|Date of Issue||January 13, 2014|
|Perforation or Dimension||Comb 12½|
|Series||Chinese New Year|
|Series Time Span||1997 - 2021|
|Mint - Never Hinged - Very Fine||Only available to paid users|
|Used - Very Fine||Only available to paid users|
The hidden date for this stamp can be found near the horse's hoof.
The stamps in the souvenir sheets are embossed while the booklet stamps are not.
The embossing can be easily viewed on the back of the stamp.
The Year of the Horse gallops into view on January 31, 2014, and rides on until February 18, 2015. Those born under the sign have more than their fair share of ingenuity, a gift for communication and a taste for the spotlight – traits that also set the benchmark for this year’s stamp design.
Throughout the design process, Paprika’s Louis Gagnon and Daniel Robitaille were keenly aware of the need to balance innovation and tradition. They focused on attributes that would not only result in a timeless design for this issue but also continue the high level of artistry and refinement that has been the hallmark of the Lunar New Year series.

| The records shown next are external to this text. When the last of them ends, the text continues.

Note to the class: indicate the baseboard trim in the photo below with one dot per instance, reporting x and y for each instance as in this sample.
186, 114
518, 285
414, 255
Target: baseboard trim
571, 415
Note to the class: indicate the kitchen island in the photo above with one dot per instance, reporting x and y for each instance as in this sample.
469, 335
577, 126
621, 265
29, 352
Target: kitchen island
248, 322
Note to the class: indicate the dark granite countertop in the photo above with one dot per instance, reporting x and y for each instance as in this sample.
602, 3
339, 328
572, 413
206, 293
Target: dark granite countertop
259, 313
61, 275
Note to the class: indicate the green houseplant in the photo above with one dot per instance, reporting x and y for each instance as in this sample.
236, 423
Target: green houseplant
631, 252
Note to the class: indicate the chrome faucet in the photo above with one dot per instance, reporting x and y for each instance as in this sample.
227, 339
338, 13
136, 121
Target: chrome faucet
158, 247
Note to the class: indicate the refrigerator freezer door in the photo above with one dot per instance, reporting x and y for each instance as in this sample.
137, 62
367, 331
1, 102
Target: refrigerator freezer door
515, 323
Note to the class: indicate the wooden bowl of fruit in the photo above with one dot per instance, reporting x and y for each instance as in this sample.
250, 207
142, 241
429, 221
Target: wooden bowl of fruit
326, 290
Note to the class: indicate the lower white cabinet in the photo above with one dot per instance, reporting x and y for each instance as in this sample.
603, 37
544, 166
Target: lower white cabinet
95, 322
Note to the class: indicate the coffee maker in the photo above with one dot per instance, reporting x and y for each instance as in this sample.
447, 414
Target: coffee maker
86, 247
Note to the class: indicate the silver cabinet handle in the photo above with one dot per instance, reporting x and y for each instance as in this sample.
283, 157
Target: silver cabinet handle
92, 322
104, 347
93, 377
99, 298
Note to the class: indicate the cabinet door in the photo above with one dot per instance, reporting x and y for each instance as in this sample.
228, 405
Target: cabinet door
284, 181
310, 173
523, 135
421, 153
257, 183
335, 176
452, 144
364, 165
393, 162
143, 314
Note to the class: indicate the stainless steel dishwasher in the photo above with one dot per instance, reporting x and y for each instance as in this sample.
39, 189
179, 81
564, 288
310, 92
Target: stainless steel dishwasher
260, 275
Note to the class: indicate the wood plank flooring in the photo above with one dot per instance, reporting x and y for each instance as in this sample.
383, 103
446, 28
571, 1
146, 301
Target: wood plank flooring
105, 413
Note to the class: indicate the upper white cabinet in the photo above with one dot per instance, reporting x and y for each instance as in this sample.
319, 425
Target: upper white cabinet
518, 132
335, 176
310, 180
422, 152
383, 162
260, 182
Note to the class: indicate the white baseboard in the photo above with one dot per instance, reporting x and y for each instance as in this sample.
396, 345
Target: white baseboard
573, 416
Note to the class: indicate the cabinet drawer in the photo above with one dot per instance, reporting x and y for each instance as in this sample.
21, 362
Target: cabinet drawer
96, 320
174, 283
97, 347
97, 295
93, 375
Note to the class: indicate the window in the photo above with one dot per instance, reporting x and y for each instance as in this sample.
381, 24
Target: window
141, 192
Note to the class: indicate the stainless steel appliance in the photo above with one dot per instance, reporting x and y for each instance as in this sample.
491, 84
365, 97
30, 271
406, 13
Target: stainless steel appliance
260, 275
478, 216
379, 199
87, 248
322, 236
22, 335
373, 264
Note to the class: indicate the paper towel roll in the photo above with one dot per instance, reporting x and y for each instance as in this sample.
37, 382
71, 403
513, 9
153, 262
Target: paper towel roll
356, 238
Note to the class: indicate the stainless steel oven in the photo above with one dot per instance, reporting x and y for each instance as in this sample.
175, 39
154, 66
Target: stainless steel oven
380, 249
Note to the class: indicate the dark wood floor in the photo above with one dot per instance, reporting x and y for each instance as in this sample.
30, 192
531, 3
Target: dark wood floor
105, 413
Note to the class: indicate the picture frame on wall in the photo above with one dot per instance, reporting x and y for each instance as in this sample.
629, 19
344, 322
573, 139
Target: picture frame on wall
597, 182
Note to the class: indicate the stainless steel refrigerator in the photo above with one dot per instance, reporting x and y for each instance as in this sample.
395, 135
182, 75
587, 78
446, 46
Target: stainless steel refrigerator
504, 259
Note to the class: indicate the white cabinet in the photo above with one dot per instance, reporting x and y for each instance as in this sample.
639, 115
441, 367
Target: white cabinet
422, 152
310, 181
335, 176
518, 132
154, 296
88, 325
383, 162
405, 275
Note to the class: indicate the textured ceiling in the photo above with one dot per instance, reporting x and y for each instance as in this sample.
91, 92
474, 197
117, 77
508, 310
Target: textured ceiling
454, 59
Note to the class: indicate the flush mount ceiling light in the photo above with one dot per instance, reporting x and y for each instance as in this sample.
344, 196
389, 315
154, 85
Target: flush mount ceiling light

“The horse is shown in movement, its mane and tail touching from one stamp to the next,” says Gagnon. “The embossing also creates a multi-dimensional look and feel, adding to the physicality of the horse, while the red and gold – traditional Chinese colours – evoke the liveliness of fire.”
The creative team grounded the image of the wild horse with a silhouette design influenced by shadow puppets and traditional print-making. Acting as a base for the flashes of red and gold, a white background serves as a soothing and elegant canvas.
Gagnon continues, “We wanted to show the energy, strength and gracefulness of the animal itself – and we put a lot of effort into featuring those characteristics in the different denominations. We wanted each stamp to be powerful.”
“We’ve used foil in the past to accentuate parts of an image, but in this case, the entire horse on the international stamp was created from embossed foil,” explains Alain Leduc, Stamp Design Manager at Canada Post. “It is definitely something special.”
In keeping with its equine theme, the Official First Day Cover is cancelled at Horseshoe Bay, British Columbia.
Canada Post started issuing Chinese New Year stamps in 1997. Since then, Canada Post has been issuing a stamp for the Chinese New Year each year.
From 2009 to 2020, Canada Post issued an exquisite Chinese New Year stamp that was part of one of Canada Post’s most popular and longest-running series, which featured such elaborate techniques as gold and silver foiling and multi-level embossing.
In 2021, Canada Post issued a special tribute to the culmination of more than a decade of award-winning stamps. This retrospective brought together in a single issue all the stamps from their 2009-2020 Lunar New Year series.
The Lunar New Year cycle showcased all of the animals in the Chinese zodiac: Rat, Ox, Tiger, Rabbit, Dragon, Snake, Horse, Ram, Monkey, Rooster, Dog and Pig. Conceived well before the series was launched, this collection features 24 stamps based on the designs of all the previous domestic and international rate stamps in the last 12 years.
“Even before we began this series of Lunar New Year stamps, we envisioned bringing them all together for a grand finale,” explains Jim Phillips, Director of Stamp Services. “That required a plan from the very beginning. We developed standardized specifications that made the stamps consistent across issues in terms of dimension, format and palette, but still allowed sufficient creative freedom for each to be spectacular in its own right.”
Brought together by Paprika from Montréal, these eye-catching stamps feature the work of the many design firms and designers who contributed to the series over the years. The result is a unique collectible that is a fitting tribute to Lunar New Year celebrations everywhere.